Considering that health care and education make up the bulk of the state's budget, "I would hate to see the only (full-time) doctor in the Legislature get defeated," he said.
State Rep. Frank Farkas, R-St. Petersburg, is chairman of the state health care committee; Homan is second-in-command.
"I'm the go-to guy in Tallahassee on all the health care issues," Homan said.
Not for long, said Perez, Homan's Democratic challenger. Though she has not been elected, she already uses phrases such as "my constituency" and "when I get to Tallahassee."
In the Aug. 31 primary, Perez defeated Temple Terrace engineer Dave Penoyer handily (64.8 percent to 35.2 percent) to grab the Democratic nomination.
Homan, who did not face any GOP opposition, said the paltry turnout (8,007 people voted in the District 60 primary) goes to show that "people ... are pretty happy with the way" things are.
Perez doesn't it see it that way.
"Our community ... wants to see a better educational system, some relief in health care, someone who stands tall and believes in the safety of their families and their children," she said.
The two candidates differ over expanded use of vouchers to pay for students to attend private schools. Perez, responding to a questionnaire, said "public schools need all the money they can get." Homan said he expects the use of vouchers to grow slowly as enrollment increases, and that private schools should be held to the same standards as public schools.
Perez said she would represent ordinary voters, not special interests.

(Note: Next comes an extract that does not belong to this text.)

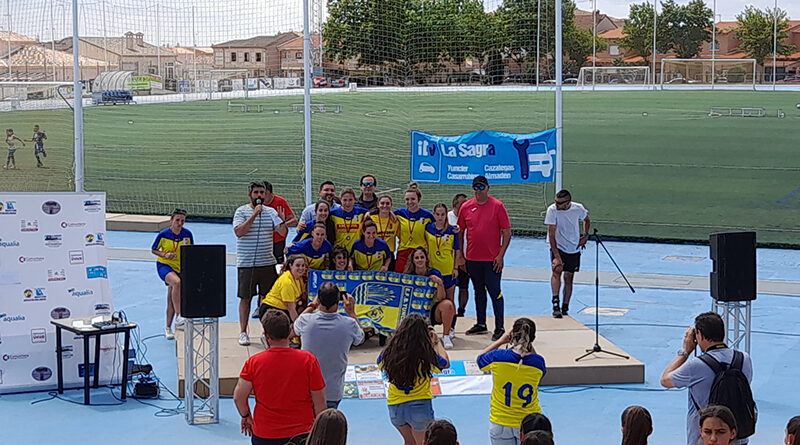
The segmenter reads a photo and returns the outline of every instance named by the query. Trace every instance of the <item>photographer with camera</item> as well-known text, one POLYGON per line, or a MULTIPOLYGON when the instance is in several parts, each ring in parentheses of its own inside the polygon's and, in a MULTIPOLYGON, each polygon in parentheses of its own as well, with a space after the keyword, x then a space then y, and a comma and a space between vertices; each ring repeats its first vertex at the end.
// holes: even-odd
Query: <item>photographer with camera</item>
POLYGON ((335 283, 323 283, 317 298, 294 322, 294 333, 300 336, 303 350, 314 354, 322 368, 328 408, 337 408, 342 400, 350 347, 364 341, 355 305, 353 296, 340 292, 335 283), (347 316, 338 313, 340 300, 347 316))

"Our community is looking for their voice to be heard, not that of special interests," she said. "A representative is supposed to be there as a voice, a mediator for the people of the community they represent."
But the race toward the Nov. 2 general election may not be the cakewalk that the primary was. This time, Perez is the underdog. While the Democrats were duking it out, Homan earned endorsements from the Hillsborough Classroom Teachers Association and the Florida Hospital Association, and amassed a six-figure war chest.
"I'm working harder than she is," Homan said. "The way you beat an incumbent, you work really hard to do it."
Perez said that, just like Homan, she has walked neighborhoods, knocked on doors, attended candidate forums and talked to voters.
"As much as I understand that money talks," she said, "the vote also talks."
ED HOMAN , 61, represents District 60. The orthopedic surgeon is an assistant clinical professor at the University of South Florida College of Medicine. Homan has a bachelor's degree in biochemistry from Louisiana State University. He earned his medical degree at LSU, too. Homan is married, has three children from a previous marriage and lives in Temple Terrace. ASSETS: home, retirement account, car. LIABILITIES: mortgage, alimony. INCOME: University of South Florida and the state Legislature. WEB SITE : www.edhoman.com
KAREN PEREZ , 40, is a social worker and therapist at Northside Mental Health Center. The New Tampa resident has bachelor's and master's degrees in social work from the University of South Florida. Perez is divorced and has three children. ASSETS: stocks, savings accounts. LIABILITIES: car loans and student loans. INCOME: salary. WEB SITE:www.kperezhsb2004.com
State House District 60 includes Lake Magdalene, Lutz, Mango, New Tampa, Temple Terrace and Thonotosassa. State representatives serve two-year terms and are paid $29,916 annually.